I want to reach into your mind (don’t fret, I’ll be kind)
Pluck apart your notion that you’re not good enough (I’ll do anything it takes, even if it’s tough)
Start a different thought pattern for you (I just never, ever want to see you blue)
I’d do these things with all my might (and I won’t fail, for it’s within you I see the light)
I can fake it, sure. I can be one of the many people afflicted by mental illness that hides how they truly feel. I can pretend that it will all be alright, can pretend that I’m not dying on the inside.
But I can’t bare to lie anymore.
It’s hard to describe how I feel, really. There is a large part of me that wants to do the above, in order to save myself and stop hurting everyone around me.
But I just cannot walk through hellfire daily and not speak of the burns.
I am not that person. People must know that such pain exists within some human’s minds. They must know that sometimes getting out of bed feels like torture and trying to act ‘normal’ is god damned impossible.
If people don’t know these things, then everyone would end up suffering.
It’s at the point where it’s just easier to say “I’m alright.” Rather than tell the horrid truth.

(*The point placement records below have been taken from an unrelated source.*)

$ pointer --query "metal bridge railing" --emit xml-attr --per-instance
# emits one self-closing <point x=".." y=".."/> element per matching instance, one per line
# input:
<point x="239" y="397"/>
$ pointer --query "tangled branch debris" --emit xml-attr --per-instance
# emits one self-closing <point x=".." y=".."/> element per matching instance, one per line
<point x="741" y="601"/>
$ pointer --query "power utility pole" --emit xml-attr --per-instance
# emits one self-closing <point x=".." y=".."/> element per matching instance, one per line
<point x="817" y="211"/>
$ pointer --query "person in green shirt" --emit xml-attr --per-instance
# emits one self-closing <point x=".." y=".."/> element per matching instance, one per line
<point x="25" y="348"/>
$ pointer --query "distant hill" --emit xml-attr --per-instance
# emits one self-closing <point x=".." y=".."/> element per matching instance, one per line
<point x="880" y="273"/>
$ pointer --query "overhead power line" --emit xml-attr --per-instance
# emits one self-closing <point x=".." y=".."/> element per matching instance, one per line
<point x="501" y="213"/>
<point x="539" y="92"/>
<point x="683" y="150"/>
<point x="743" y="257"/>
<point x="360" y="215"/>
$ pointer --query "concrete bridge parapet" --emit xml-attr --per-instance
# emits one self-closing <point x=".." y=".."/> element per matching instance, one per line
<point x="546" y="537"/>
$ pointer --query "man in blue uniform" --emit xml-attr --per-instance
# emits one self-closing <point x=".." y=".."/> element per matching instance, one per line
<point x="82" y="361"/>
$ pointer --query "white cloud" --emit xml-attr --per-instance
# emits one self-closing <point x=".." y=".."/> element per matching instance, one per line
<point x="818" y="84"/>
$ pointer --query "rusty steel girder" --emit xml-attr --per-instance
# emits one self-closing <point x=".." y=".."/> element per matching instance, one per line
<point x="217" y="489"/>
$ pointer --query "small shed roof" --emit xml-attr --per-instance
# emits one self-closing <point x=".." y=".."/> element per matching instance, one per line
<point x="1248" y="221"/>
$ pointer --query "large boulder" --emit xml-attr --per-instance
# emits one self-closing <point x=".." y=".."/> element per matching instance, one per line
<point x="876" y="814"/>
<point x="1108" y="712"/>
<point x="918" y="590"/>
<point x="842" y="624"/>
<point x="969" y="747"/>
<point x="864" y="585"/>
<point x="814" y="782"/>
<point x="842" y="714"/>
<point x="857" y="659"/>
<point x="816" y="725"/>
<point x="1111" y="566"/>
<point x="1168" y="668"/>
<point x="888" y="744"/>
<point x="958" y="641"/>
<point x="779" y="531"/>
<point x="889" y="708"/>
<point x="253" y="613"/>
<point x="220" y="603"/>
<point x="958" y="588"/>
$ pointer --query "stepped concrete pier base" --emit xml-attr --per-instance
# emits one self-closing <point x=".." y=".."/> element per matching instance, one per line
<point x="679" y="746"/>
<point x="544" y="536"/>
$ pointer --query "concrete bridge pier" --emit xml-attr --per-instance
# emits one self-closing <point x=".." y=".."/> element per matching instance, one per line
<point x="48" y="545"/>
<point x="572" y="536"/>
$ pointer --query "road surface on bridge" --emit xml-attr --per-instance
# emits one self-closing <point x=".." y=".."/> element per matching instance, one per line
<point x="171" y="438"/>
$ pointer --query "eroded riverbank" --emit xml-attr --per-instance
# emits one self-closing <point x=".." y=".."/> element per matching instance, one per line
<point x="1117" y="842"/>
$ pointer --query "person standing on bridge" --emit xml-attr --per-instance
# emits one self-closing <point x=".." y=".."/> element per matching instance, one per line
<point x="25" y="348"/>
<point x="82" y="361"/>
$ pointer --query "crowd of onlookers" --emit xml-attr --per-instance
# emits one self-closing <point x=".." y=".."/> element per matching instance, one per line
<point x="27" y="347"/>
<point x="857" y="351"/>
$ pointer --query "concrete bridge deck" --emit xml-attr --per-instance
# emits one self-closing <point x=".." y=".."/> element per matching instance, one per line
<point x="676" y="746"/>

When it comes down to it, I don’t think I’ll ever find another soul on this wretched earth who truly, really, understands what I say when I explain what goes on in my head. I can try to explain, but words are never enough.
My thoughts collide at such speed and force that I can’t keep up, and it’s awfully tiring to try to cope with. There’s a rational side of me that tells me I will be fine, that I can stand this and that I do deserve this life. But then there’s the deep, dark voices. They say the opposite, they say it’s time to give up if you can’t get better and if you can’t give up? Then be quiet. Suffer in eternal silence.
I’m just exhausted, you know? Every day is a challenge, and I know that’s the case for many, but that doesn’t make it any easier. I’m stuck in fight or flight mode and the physical symptoms I feel are running rampant. My head is pounding, perhaps from the constant gritted teeth, or maybe from the fact that my muscles are more tense than they have ever been before. I’m constantly nauseous, due to anxiety rippling through my body. My muscles are weaker than normal, as if I’m just losing the will to carry on.
My mind is carrying on, fighting for the sake of fighting, by the feel of it. I don’t see a purpose and I don’t see a happy ending; I see eternal pain. I have yearned for a life of happiness, but I’ve been met with a life of mental illness.
And you can’t just get over it. You can’t do anything but fight, and there’s only so much fighting one can do before becoming bloody and bruised and broken.
When will we learn?
When will we learn that we cannot find true happiness until we let our bodies succumb to every single emotion that’s felt?
We spend so much time fighting.
We spend so much time fighting off sadness, off anger and all the other emotions inbetween.
For what purpose do we choose to disregard these emotions?
Are we seeking solace or hiding?
Are we seeking solace, happiness in it’s highest regard, or are are we hiding from the things that make us feel different to how we want to feel?